2025-08-27

Delete tests

When (and What) to Delete

Many see value in deleting bad tests: obsolete ones, pure implementation tests (“called API N times”), duplicated coverage, or tests that only enforce code structure.
Several argue flaky tests that no one has time to fix effectively behave as lies and may be worse than no test, especially if they block CI or are routinely ignored.
Others counter that deletion should be last resort: flaky or noisy tests usually signal real issues (races, nondeterminism, fragile APIs) and should be fixed or refactored, not removed.

Flaky, Slow, and Brittle Suites

Flakiness often stems from sleeps, timing assumptions, shared state, poor synchronization, or bad fixtures. These accumulate until suites become both slow and unreliable.
Suggested mitigations:
- Replace sleeps with “wait until condition or timeout.”
- Separate flaky tests into their own suite; run them nightly and fix/retire them gradually.
- Categorize tests (fast/slow; unit/integration/E2E) and run subsets on PRs, full suites on main.
Several stories describe huge, partially broken suites where engineers stop trusting results; strategy there is to promote a small “evergreen” subset and prune or repair the rest.

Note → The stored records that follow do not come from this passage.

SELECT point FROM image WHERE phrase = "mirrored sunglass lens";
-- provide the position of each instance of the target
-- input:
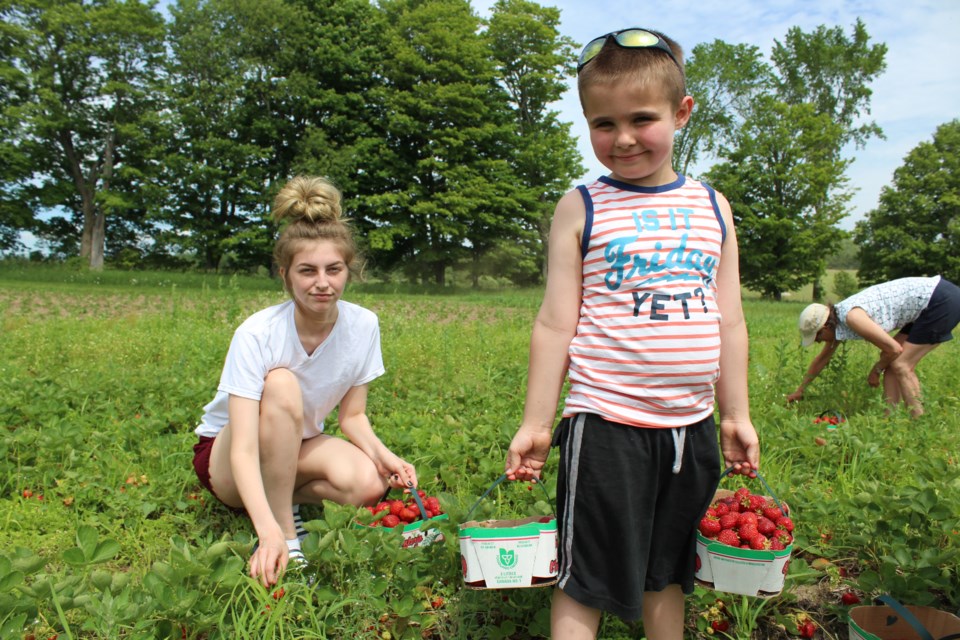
(591, 50)
(637, 38)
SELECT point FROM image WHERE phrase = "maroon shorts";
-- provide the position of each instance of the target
(201, 461)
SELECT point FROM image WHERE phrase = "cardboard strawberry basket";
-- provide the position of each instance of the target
(894, 621)
(503, 554)
(413, 534)
(748, 571)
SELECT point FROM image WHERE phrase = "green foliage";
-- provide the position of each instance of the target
(778, 181)
(101, 384)
(916, 228)
(845, 284)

Unit vs Integration vs E2E (Big Argument)

One camp: integration/E2E tests exercise real behavior and make most unit tests redundant; unit tests over-internal details are brittle, mock-heavy, and miss real failures at component boundaries.
Opposing camp: unit tests are essential for fast TDD cycles, edge cases, algorithms, parsers, and complex pure functions; integration tests alone are too slow, incomplete, and harder to debug.
Several note that “unit/integration/system/functional” terminology is inconsistent across organizations; some prefer definitions based on size/cost (e.g., Google’s Small/Medium/Large).
Broad middle ground:
- Use unit tests for stable, well-bounded logic and contracts.
- Use integration tests for component interaction and database/protocol contracts.
- Reserve E2E for “does the system actually work” checks and happy-path/regression coverage.

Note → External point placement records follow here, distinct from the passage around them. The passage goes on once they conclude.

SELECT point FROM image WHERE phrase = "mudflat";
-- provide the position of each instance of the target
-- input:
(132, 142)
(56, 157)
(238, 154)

Test Maintenance, Coverage, and Tooling

Tests are code with real maintenance cost; suites that require touching 150 tests per refactor are seen as poorly designed and overly “white-box.”
Heavy reliance on coverage metrics can incentivize low‑value tests (e.g., massive mocking just to bump percentages).
Some advocate measuring “test maintenance overhead vs bugs caught,” and explicitly deleting tests that cause frequent false positives relative to their value.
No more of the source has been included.